As part of the exhibition at Gazelli Art House, art historian Dr. Sue Tate has presented new research on the artist, including a surprise revelation about one of Boty’s standout pieces, Colour Her Gone (1962), on loan from Wolverhampton Art Gallery.

This lively portrait of Marilyn Monroe is a far cry from Andy Warhol’s static image of a sad-eyed starlet that was swiftly mass-reproduced. Under Boty’s brush, Monroe is almost unrecognizable with her head thrown back, windswept hair and wide smile. She is framed by decorative floral motifs and panels with swirling abstract patterns that create a collaged effect.

Illustrations from report on research into Pauline Boty, Colour Her Gone (1962) screenshotted with permission from Wolverhampton Art Gallery. Photo of Boty with Marilyn and Beads is reproduced courtesy of © John Aston 1962, John Aston Estate.

Tate and her colleague Christopher Gregory had long suspected that beneath the surface there lurked an earlier painting, Marilyn with Beads, a work only known thanks to an archival photograph of Boty in front of the canvas that was taken by John Aston in 1962.

That lost painting had the same flat background marked by whirling ribbons of color that had made its way into the final composition of Colour Her Gone.

A reflectogram study of the painting ordered by Wolverhampton Art Gallery and Gazelli Art House that was able to confirm Tate’s hunch.

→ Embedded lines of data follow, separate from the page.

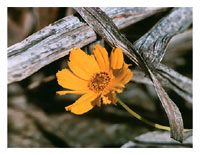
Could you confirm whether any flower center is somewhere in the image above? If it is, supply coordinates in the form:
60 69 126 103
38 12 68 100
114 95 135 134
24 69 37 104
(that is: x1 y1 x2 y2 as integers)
88 72 111 92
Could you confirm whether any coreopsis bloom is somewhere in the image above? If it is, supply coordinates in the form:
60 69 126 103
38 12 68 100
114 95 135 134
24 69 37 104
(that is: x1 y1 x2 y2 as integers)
56 44 132 114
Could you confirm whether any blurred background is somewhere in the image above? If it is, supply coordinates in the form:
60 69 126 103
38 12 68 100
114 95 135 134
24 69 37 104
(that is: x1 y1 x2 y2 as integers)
8 7 192 148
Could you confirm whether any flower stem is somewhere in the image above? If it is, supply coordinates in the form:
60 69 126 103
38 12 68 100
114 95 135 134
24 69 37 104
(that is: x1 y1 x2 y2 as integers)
117 97 190 131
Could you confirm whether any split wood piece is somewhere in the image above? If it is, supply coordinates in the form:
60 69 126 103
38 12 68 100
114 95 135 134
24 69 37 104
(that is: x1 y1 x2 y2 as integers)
134 7 192 70
8 7 167 84
75 8 192 142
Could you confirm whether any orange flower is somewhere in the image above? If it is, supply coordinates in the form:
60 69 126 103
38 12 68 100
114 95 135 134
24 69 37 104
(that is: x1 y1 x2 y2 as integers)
56 44 132 114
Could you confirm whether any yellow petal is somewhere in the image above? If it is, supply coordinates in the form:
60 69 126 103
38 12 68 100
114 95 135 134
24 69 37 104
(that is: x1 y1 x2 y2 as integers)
68 48 99 80
56 69 88 90
110 47 124 69
102 91 117 104
56 90 89 95
65 93 98 115
115 63 133 84
93 44 110 71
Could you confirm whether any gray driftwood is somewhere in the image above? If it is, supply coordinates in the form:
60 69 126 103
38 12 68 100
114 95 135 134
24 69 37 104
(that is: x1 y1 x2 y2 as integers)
134 8 192 69
75 8 190 142
8 8 167 83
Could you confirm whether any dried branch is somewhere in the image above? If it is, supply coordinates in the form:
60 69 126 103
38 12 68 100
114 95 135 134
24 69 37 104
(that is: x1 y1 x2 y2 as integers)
134 8 192 70
75 8 192 141
132 30 192 104
8 8 167 83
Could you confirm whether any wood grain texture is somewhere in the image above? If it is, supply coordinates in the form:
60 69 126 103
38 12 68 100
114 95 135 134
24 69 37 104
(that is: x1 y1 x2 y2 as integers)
75 8 192 142
134 7 192 70
8 8 167 83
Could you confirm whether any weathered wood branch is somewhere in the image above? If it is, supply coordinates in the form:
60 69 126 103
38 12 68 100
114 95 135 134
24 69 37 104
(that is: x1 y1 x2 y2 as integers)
134 7 192 69
132 30 193 104
8 8 166 83
75 8 192 141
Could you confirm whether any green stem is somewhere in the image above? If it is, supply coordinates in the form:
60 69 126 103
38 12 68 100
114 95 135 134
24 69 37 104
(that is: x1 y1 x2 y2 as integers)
117 97 189 131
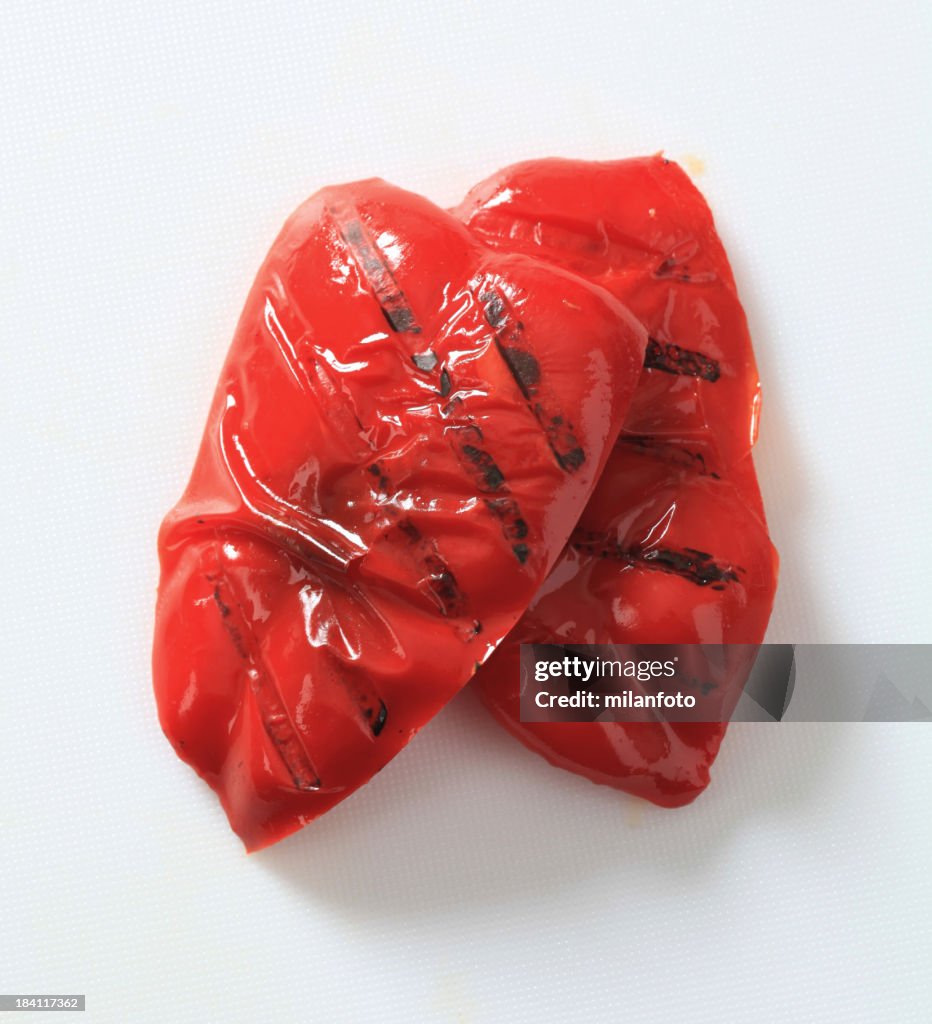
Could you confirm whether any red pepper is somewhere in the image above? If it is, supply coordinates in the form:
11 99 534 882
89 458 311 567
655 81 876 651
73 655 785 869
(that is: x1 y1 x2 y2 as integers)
154 180 646 850
456 156 760 471
457 157 777 806
476 441 777 807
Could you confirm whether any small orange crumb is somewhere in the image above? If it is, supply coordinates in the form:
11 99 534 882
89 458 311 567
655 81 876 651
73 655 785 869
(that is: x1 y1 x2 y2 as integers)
683 153 706 178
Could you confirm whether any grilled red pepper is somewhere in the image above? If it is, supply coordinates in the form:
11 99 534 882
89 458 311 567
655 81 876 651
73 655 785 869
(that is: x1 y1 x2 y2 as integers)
154 181 646 849
476 441 776 807
457 157 776 806
456 156 760 471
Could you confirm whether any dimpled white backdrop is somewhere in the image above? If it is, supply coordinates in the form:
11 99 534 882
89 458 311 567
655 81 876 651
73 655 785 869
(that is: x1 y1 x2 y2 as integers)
0 0 932 1024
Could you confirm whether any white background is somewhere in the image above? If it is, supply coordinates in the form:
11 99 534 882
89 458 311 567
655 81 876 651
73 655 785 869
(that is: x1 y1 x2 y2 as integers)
0 0 932 1024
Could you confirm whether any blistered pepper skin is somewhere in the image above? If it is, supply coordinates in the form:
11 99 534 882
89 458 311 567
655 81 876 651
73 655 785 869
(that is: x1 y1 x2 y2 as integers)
456 156 760 472
476 442 777 807
464 156 777 807
154 180 646 850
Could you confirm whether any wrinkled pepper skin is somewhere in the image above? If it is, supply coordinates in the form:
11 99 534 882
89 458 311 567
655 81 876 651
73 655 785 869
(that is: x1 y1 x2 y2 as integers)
476 442 777 807
456 156 777 807
455 156 760 472
154 180 646 850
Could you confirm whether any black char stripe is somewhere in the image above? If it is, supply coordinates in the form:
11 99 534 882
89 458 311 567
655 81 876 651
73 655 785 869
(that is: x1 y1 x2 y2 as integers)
330 207 421 334
644 338 722 384
207 570 321 791
479 289 586 473
455 424 531 565
570 530 738 590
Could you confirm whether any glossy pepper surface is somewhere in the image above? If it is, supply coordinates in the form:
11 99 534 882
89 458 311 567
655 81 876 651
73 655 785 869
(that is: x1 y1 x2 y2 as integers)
456 156 760 471
457 157 777 807
154 180 647 850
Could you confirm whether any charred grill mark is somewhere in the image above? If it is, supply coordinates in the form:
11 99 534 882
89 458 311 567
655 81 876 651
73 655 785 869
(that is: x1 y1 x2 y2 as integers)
364 700 388 736
485 498 531 565
369 462 389 495
644 338 722 384
424 554 463 618
207 567 321 791
329 207 421 334
397 517 466 618
460 443 505 490
570 529 738 590
479 289 586 473
454 424 531 565
411 348 437 374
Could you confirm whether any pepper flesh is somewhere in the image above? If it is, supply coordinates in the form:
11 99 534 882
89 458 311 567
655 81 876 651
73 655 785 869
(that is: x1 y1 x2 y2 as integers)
456 156 777 807
154 180 646 850
455 156 760 472
476 442 777 807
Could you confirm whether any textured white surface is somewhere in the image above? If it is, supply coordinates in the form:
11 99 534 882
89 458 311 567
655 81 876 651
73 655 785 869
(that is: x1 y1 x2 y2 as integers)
0 0 932 1024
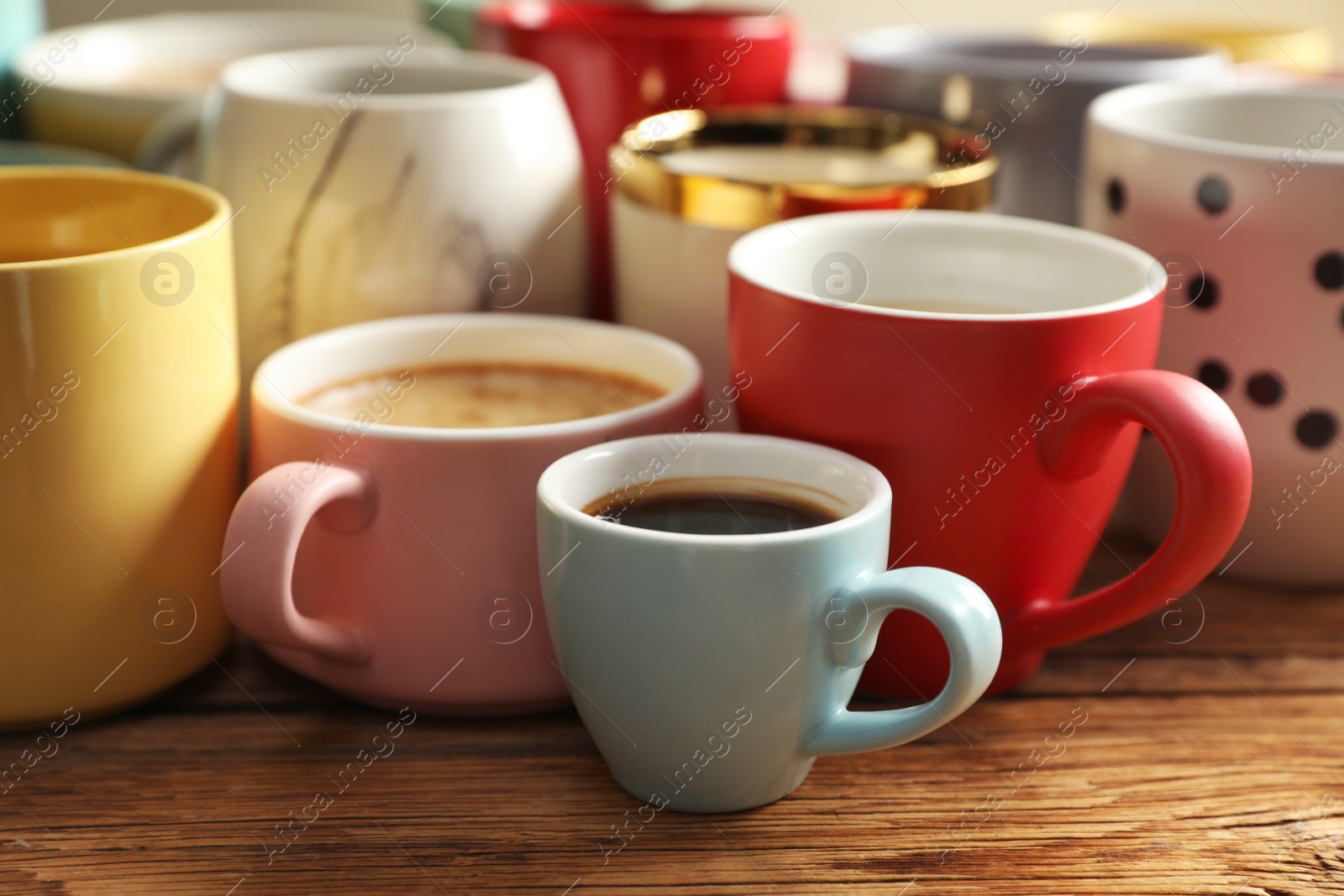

The scan revealed extensive alterations made to the painting including clear traces of the lost portrait of Marilyn hidden beneath the surface.

“Here as in other paintings, Boty has radically reworked a composition until she had clinched the image that expressed exactly what she wanted to say,” Tate said.

Illustrations from report on research into Pauline Boty, Colour Her Gone (1962) screenshotted with permission from Wolverhampton Art Gallery.

Interestingly, the original Marilyn with Beads is a much more stereotypically titillating image of Monroe, which drew directly from a promotional photo of the actress for the film Some Like it Hot (1959). Boty eventually seems to have changed her mind about how best to represent the celebrity, opting instead for an unexpectedly natural, less idol-like depiction.

Thanks to new scanning technologies, art historians have made major leaps in bringing to light unknown masterpieces that were painted over. The discovery shows that Boty’s approach, which has according to Tate been historically dismissed as “slapdash,” was actually highly considered, with complex compositions built up over a long time.

“Pauline Boty: A Portrait” is on at Gazelli Art House in London until February 24, 2024.